- Born: Carmen Quiroga Darrigrande 18 September 1812 San Juan de la Puntilla, Monte Patria, Captaincy General of Chile, Spanish Empire
- Died: 4 December 1897 (aged 85) Recoleta, Santiago, Chile
- Spouse: José Tomás Urmeneta García ​ ​(m. 1831; died 1878)​
- Children: 3
- Relatives: Maximiano Errázuriz Valdivieso (son-in-law) José Tomás Errázuriz (grandson) Amalia Errázuriz de Subercaseaux (granddaughter) Rafael Errázuriz Urmeneta (grandson)

= Carmen Quiroga de Urmeneta =

Chilean philanthropist (1812–1897)

Carmen Quiroga de Urmeneta (12 September 1812 – 4 December 1897) was a Chilean philanthropist.

==Biography==
Carmen Quiroga Darrigrande was born on 18 September 1812 in San Juan de la Puntilla, Monte Patria to Juan Bautista de Quiroga and Antonia Darrigrande.
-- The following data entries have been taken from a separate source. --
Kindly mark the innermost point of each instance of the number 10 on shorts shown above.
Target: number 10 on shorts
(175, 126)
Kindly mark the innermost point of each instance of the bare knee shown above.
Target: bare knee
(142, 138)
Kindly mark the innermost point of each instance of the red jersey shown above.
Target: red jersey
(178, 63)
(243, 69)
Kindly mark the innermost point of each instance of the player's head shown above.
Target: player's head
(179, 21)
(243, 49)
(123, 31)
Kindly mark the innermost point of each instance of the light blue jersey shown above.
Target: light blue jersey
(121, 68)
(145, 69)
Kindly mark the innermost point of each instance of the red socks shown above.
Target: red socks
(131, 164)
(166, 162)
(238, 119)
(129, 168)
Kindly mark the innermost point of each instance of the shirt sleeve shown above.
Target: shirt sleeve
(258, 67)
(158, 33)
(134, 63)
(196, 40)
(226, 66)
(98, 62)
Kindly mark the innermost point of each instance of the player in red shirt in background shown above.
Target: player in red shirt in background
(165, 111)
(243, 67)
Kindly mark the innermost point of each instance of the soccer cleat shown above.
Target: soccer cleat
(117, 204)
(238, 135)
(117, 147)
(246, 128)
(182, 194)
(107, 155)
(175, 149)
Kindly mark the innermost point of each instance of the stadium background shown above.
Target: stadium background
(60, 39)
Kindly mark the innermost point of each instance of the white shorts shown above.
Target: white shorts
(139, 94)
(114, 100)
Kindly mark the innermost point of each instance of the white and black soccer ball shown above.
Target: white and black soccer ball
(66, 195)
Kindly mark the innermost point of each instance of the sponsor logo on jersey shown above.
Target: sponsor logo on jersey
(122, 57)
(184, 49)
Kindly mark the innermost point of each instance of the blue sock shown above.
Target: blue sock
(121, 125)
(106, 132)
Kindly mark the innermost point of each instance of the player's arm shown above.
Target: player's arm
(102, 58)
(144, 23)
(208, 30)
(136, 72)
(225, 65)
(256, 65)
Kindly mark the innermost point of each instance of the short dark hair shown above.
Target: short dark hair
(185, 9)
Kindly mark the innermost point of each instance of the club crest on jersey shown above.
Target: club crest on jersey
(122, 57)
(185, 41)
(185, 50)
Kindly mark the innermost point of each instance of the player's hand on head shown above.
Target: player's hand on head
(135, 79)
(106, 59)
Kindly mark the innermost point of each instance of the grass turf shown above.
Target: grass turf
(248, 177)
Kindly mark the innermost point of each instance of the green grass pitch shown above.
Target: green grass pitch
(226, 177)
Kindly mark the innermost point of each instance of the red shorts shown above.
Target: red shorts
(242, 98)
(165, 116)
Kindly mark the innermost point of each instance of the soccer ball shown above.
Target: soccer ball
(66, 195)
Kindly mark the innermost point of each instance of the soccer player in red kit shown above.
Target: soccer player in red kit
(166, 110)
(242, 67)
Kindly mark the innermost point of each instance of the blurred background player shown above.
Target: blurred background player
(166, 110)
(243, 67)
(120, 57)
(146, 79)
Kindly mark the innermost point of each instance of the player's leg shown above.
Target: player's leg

As president of various religious and aid societies, Quiroga contributed to the founding of churches and homes for the poor.

Following the death of her husband in 1878, Quiroga had a hospital built in Limache in his memory. The subsequent hospital, the Hospital Santo Tomás de Limache, was donated by Quiroga to the Ecclesiastical Authority of Santiago and was officially opened in January 1887.

==Personal life==
In 1831, Quiroga married José Tomás Urmeneta García, a businessperson, politician, collector, and philanthropist. Quiroga and Urmeneta had three daughters.

Through her daughter Josefa Amalia Urmeneta de Errázuriz (née Urmeneta Quiroga), Quiroga was the mother-in-law of Maximiano Errázuriz Valdivieso and was the grandmother of José Tomás Errázuriz, Amalia Errázuriz de Subercaseaux and Rafael Errázuriz Urmeneta.

Quiroga died on 4 December 1897 in Recoleta, Santiago.